If a functions return an int, can an int be assigned to it?

Question

If a function returns an int, can it be assigned by an int value? I don't see it makes too much sense to assign a value to a function.

int f() {}

f() = 1;

I noticed that, if the function returns a reference to an int, it is ok. Is it restricted only to int? how about other types? or any other rules?

int& f() {}

f() = 1;

Answer 1

The first function returns an integer by-value, which is an r-value. You can't assign to an r-value in general. The second f() returns a reference to an integer, which is a l-value - so you can assign to it.

int a = 4, b = 5;

int& f() {return a;}

...
f() = 6;
// a is 6 now

Note: you don't assign a value to the function, you just assign to its return value. Be careful with the following:

int& f() { int a = 4; return a; }

You're returning a reference to a temporary, which is no longer valid after the function returns. Accessing the reference invokes undefined behaviour.

Answer 2

• What are Lvalues and Rvalues? by Danny Kalev
• Lvalues and Rvalues by Dan Saks
• Lvalues and Rvalues by Mikael Kilpeläinen

Answer 3

It's not limit to int only, but for the primitive types there no point in doing it. It's useful when you have your classes

Answer 4

If a function returns an object by value, then assignment is possible, even though the function call is an rvalue.
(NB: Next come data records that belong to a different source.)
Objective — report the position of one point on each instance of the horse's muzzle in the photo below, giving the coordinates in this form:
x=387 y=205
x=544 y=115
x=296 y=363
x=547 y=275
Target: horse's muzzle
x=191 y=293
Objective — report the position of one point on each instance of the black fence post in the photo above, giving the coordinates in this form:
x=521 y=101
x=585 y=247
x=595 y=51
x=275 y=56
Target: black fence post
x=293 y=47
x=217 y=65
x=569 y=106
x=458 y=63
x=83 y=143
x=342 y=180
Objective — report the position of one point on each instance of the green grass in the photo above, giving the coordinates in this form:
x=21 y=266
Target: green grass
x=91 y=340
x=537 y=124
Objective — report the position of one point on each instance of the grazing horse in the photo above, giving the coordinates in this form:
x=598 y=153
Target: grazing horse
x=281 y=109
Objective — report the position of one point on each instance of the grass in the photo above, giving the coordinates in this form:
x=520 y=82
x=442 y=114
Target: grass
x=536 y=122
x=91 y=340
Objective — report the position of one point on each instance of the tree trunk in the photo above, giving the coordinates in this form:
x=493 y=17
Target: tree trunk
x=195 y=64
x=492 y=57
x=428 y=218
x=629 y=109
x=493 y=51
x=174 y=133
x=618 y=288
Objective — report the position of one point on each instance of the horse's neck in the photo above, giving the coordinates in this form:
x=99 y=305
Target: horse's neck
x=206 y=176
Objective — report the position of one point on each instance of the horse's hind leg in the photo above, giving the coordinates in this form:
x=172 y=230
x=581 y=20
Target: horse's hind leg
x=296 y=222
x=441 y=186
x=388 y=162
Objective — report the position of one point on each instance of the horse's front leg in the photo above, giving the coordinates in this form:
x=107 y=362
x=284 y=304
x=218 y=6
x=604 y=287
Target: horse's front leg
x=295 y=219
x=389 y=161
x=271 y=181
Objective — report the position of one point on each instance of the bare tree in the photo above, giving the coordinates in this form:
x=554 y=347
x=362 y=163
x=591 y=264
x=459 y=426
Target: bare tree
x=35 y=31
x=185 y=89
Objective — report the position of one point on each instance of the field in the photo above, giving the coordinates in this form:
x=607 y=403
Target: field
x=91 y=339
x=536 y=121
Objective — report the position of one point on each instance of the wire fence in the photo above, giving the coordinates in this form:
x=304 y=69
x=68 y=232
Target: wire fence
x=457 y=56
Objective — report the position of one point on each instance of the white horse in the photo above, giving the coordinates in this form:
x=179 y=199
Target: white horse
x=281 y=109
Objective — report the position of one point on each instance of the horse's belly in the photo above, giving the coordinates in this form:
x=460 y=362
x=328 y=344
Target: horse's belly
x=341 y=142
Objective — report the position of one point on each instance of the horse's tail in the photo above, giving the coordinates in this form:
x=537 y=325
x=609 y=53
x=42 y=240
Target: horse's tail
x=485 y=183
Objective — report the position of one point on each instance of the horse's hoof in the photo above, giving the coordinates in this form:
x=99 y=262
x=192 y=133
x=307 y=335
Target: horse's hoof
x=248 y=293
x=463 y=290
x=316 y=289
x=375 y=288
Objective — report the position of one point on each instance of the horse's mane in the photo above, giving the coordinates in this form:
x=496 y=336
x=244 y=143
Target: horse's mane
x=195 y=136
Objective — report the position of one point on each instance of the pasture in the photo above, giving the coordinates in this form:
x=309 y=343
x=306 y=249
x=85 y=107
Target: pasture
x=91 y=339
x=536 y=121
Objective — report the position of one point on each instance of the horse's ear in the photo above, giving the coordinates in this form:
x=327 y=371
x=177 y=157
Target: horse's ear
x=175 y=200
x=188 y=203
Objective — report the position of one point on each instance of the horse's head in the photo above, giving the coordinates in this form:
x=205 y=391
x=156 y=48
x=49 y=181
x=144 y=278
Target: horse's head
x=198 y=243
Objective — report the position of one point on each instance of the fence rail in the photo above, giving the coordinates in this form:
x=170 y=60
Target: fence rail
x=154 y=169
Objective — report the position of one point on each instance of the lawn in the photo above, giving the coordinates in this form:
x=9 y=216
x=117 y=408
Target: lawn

For example:

std::string("hello") = "world";

This creates a temporary string object, mutates it, and then immediately destroys it. A more practical example is:

some_function(++list.begin());

You could not write list.begin() + 1, because addition is not possible on list iterators, but increment is fine. This example does not involve assignment, but assignment is just a special case of the more general rule "member functions can be called on rvalues".